Oncologico Bari: "Tumore polmonare sotto processo"

BARI - Il cancro al polmone, volto noto sul banco degli imputati, potrebbe fare meno paura. Messo fuori dal giro dei “cattivi” dalla prevenzione primaria e insieme, seppur apparentemente in antitesi, dalla terapia della malattia avanzata. Parte dalla necessità di unire questi due opposti, la prima conferenza nazionale sui tumori polmonari in programma lunedì 13 e martedì 14 novembre, con l’obiettivo di far leva sul progressivo “avvicinamento” dei due estremi per giungere alla migliore strategia di cura possibile, così da condannare definitivamente l’insidioso nemico.

Del resto, per una delle malattie più temute sono stati fatti passi da gigante. Non mancheranno di metterlo in evidenza gli oltre 50 relatori protagonisti del convegno dal titolo “Dalla prevenzione alla terapia della malattia avanzata”, tra i maggiori esperti sul piano nazionale e internazionale della materia, intenzionati a sfruttare questa prima occasione di incontro per incoraggiare, da un lato, la prevenzione al fine di ridurre l’impatto della malattia avanzata e, dall’altro, migliorare le condizioni dei pazienti con malattia avanzata con l’obiettivo di affinare le tecniche di prevenzione del tumore polmonare. «Si è passati dall’epoca in cui il tumore polmonare veniva racchiuso in un unico contenitore con poche e sterili prospettive di terapia- spiega il dottore Domenico Galetta,  dirigente responsabile dell’unità operativa di Oncologia medica per la patologia toracica, nonché coordinatore della conferenza- ad un’epoca, quella attuale, in cui parole come “oncogene addiction”, malattia wild type, target therapies, immunoterapia, terapia antiangiogenetica, qualità di vita e miglioramento della sopravvivenza sono oramai divenuti termini familiari».

Nota la causa principale della malattia: il fumo di sigaretta non ha smesso di essere il principale alleato del tumore al polmone. Solo in Italia in un anno si stima che siano attribuibili al fumo di tabacco 80mila decessi pari al 14,2% di tutte le morti. In Puglia si registrano oltre 2000 morti/anno per neoplasia polmonare, ma il territorio regionale è inoltre ben noto per le possibili correlazioni e/o sovrapposizioni da cancerogeni ambientali. «Purtroppo solo un quarto dei pazienti con tumore polmonare, al momento della diagnosi è candidato a un intervento effettuato con finalità curative e ne consegue che la maggior parte dei pazienti riceve la diagnosi quando la malattia non è più “curabile”- continua il dottor Galetta- In tali casi il trattamento è da intendersi “palliativo” racchiudendo comunque in questo inadeguato termine anche quegli stadi di malattia nei quali il trattamento palliativo determina un miglioramento della sopravvivenza e della qualità di vita dei pazienti pur senza poter eradicare la malattia. Considerata la strettissima correlazione tra fumo e malattia, il rapporto costo-benefici dovrebbe consigliare di potenziare la prevenzione, in funzione di una riduzione dei casi di malattia, e quindi di minori spese di trattamento». Su questa linea strategica, peraltro, si stanno muovendo l’Organizzazione Mondiale della Sanità (OMS) con il “Piano d’azione globale per la prevenzione e il controllo delle malattie non trasmissibili 2013/2020”, e l’International Society for the Study of LungCancer (IASLC).

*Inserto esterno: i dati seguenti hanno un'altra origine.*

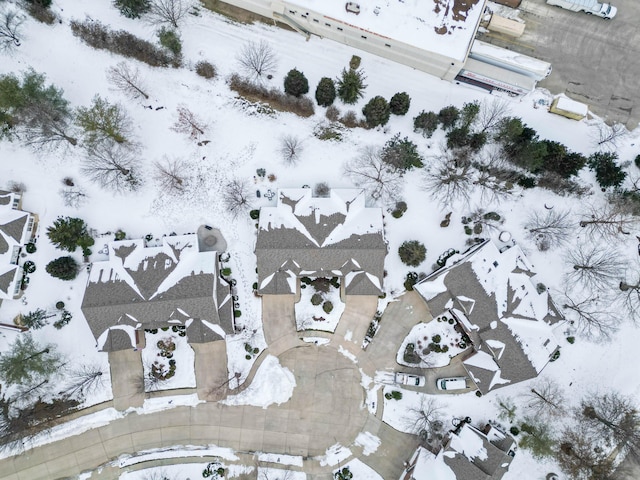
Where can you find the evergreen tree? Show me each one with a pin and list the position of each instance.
(412, 253)
(132, 8)
(35, 320)
(426, 123)
(64, 268)
(400, 103)
(27, 361)
(67, 233)
(608, 172)
(325, 92)
(295, 83)
(377, 111)
(351, 85)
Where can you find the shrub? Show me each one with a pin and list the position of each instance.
(401, 153)
(400, 103)
(325, 92)
(132, 8)
(121, 42)
(332, 113)
(608, 173)
(425, 123)
(377, 111)
(170, 40)
(448, 117)
(205, 69)
(316, 299)
(399, 209)
(64, 268)
(412, 253)
(351, 85)
(327, 307)
(295, 83)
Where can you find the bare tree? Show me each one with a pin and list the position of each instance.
(172, 176)
(549, 228)
(369, 172)
(10, 23)
(546, 398)
(607, 221)
(113, 166)
(170, 12)
(592, 315)
(491, 113)
(257, 60)
(610, 136)
(290, 149)
(594, 267)
(449, 179)
(616, 416)
(73, 196)
(237, 197)
(128, 80)
(425, 420)
(84, 380)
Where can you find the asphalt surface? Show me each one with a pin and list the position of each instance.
(327, 406)
(594, 61)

Per tali ragioni, l’opportunità dell’incontro-confronto organizzato in territorio barese per fare il punto sulle iniziative messe in campo, è quanto mai di attualità.

La prima giornata in programma a partire dalle 14 di lunedì presso la sala conferenze dell’IRCCS di via Orazio Flacco, dedicata alla prevenzione primaria, sarà impreziosita da una speciale tavola rotonda “Pillole di prevenzione” condotta da Michele Mirabella con il contributo di diverse espressioni dell’informazione scientifica. La giornata del 14 novembre, con avvio alle 9 presso l’hotel “Villa Romanazzi Carducci”, focalizzata sul trattamento della malattia già in fase avanzata (la maggior parte dei casi di tumore polmonare) sarà anche occasione per allietare i presenti con tre letture magistrali affidate al professor Luis Paz-Ares di Madrid, che parlerà delle certezze e dei dubbi della immunoterapia, al professor Umberto Ricardi, ordinario di Radioterapia all’Università di Torino e dal prof Giovanni Rosti, già Primario di Oncologia a Treviso, che si svilupperà in un originale confronto con due giovani oncologi.

La conferenza, oltre al patrocinio dell’Istituto Tumori guidato dal Direttore Antonio Delvino, ha ricevuto anche l’endorsement dell’International Association for the Study of LungCancer (IASLC) il cui 18° Congresso Mondiale si è svolto tre settimane fa a Yokohama in Giappone.